Noble Purposes and Labors of Love: Women Answering the Call on the Home Front

When the women of the Civic Club of Carlisle purchased a new Studebaker Street Sprinkler in May 1903 to keep the streets of Carlisle clean, the club was not only embarking on new territory but also continuing an already impressive, albeit short, civic track record.

Prior to this purchase in 1903, the club had already formed a League of Good Citizenship in the borough schools, joined the Federation of Women's Clubs, awarded prizes for tree planting in the community, wrote a column that appeared weekly in a local newspaper, and helped to orchestrate an agreement between the water company and borough council to lay pipe in alleys to homes with no plumbing.

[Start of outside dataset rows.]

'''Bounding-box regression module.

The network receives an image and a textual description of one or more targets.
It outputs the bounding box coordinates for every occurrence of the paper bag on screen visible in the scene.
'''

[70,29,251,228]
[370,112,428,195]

Historians today recognize the significance of such women’s clubs. “During the progressive era,” writes Nancy Woloch in her book, Women and the American Experience, “the ranks of women’s organizations exploded. Women were enemies of vice, filth, corruption, ugliness, ignorance, and exploitation. Their special concerns were anything involving children, home, family, education, health, hygiene, food, sanitation, and other women.”

Woloch notes what one progressive wrote in a university bulletin in 1915: “A women’s place is in the home. But to-day would she serve the home, she must go beyond the home.”

A passage from the Club Women’s Creed printed in the Civic Club of Carlisle’s 1904-1905 yearbook clearly illustrates that club women in Cumberland County were acting on this sentiment nearly a decade earlier. In part, the creed reads: “I believe that woman has no right to undertake any work whatsoever outside of the home, along the lines of philanthropy, church, temperance or club life, that does not emanate from the home and in its final and best results return to the home. Home must always be the center, but not the limit of woman’s life.”

Encouraging women to win a place outside of the home by using domestic credentials was, ironically, an extension of the Victorian doctrine known as the cult of domesticity, which was related to the ideology of separate spheres for women and men. According to this ideology, a woman’s natural sphere was her home, where it was her duty to use her natural, inherent qualities of nurturing, compassion, piety and understanding to maintain and provide for the comfort and happiness of her family. Also believed to possess a special gift for religion and morality, woman was deemed man’s moral superior and was responsible for the spiritual welfare of her husband and children. The cult of domesticity surely kept many women at home, but a woman could also use that same ideology to justify acting “domestically” outside the home, and this is what we see in these women’s clubs.

According to Karen J. Blair in her book, The Clubwoman as Feminist: True Womanhood Redefined, 1868-1914, Jane Cunningham Croly was the single most important figure in the women’s club movement. When this pioneering female journalist was denied admittance to a men’s-only reception for Charles Dickens sponsored by the New York Press Club in 1868, she responded by founding Sorosis, a women’s club, and later, the Women’s Press Club of New York City in 1889. She insisted that “Women’s work in the home should neither be scorned nor abandoned; it should be elevated. And women should use their domestically nurturing talents to influence the world outside the home.”